Speaker
Description
Underground CO2 storage is a crucial effort to reach net-zero carbon emissions by 2050. By this, a large volume of gaseous CO2 is stored underground. Shale formations due to their proper storage capacity—composed of both bulk and adsorption types—can host CO2 for geo-sequestrations. Shale is also a common lithology of cap rocks over underground storage sites, which has the duty of sealing the storage site impeding upward migration of injected CO2. To understand dynamic behaviour of CO2 storage in shales, pore-scale insights are required to investigate physiochemical interactions between injected CO2 and host shale rock. Shale swelling defined as shale matrix deformation due to CO2 adsorption leading to fracture size change is to be studied in this research. In this study, we take an image-based approach to extract unstructured triple-porosity pore-network models (PNMs) based on volumetric synthetic images. At nanoscale, meso- and micro-pores of shale matrix together with fractures compose a network of pores for each shale sample. Various flow features of shale including gas rarefaction, sorption, and surface diffusion are included. It should be noted that this PNM benefits from considering gas sorption effect at pore-level, which is less included in previous shale PNM studies.

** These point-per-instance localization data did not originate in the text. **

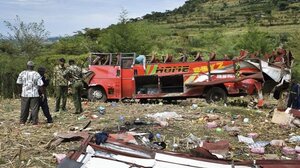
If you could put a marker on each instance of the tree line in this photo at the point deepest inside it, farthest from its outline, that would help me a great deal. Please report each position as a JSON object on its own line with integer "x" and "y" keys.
{"x": 27, "y": 41}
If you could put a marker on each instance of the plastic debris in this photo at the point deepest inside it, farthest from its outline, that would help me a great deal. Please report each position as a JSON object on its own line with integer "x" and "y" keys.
{"x": 252, "y": 135}
{"x": 218, "y": 130}
{"x": 297, "y": 149}
{"x": 59, "y": 157}
{"x": 279, "y": 143}
{"x": 165, "y": 115}
{"x": 258, "y": 150}
{"x": 295, "y": 139}
{"x": 101, "y": 137}
{"x": 81, "y": 117}
{"x": 288, "y": 151}
{"x": 246, "y": 140}
{"x": 192, "y": 139}
{"x": 101, "y": 110}
{"x": 211, "y": 124}
{"x": 212, "y": 117}
{"x": 194, "y": 106}
{"x": 259, "y": 144}
{"x": 246, "y": 120}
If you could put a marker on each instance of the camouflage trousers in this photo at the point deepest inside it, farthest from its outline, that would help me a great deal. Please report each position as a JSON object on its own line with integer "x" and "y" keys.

By considering methane (CH4) as the host fluid within the pore network and considering injection of carbon dioxide (CO2) into shale samples, effect of swelling is studied. Such that, matrix deformation due to gas sorption imposes a size-reducing effect on fractures. This swelling effect is in competition with mechanical effective stress effect by which fractures are prone to size change as well. Thus, this study computes dynamic pore-scale fracture size change during the injection of CO2 into initially CH4-bearing shale samples. The results give insights into the fracture permeability change in two sets of low-density and high-density fractured shale samples. The results show how Darcy and Knudsen permeability values change over different CO2 injection pressures for both low-density and high-density fractured samples.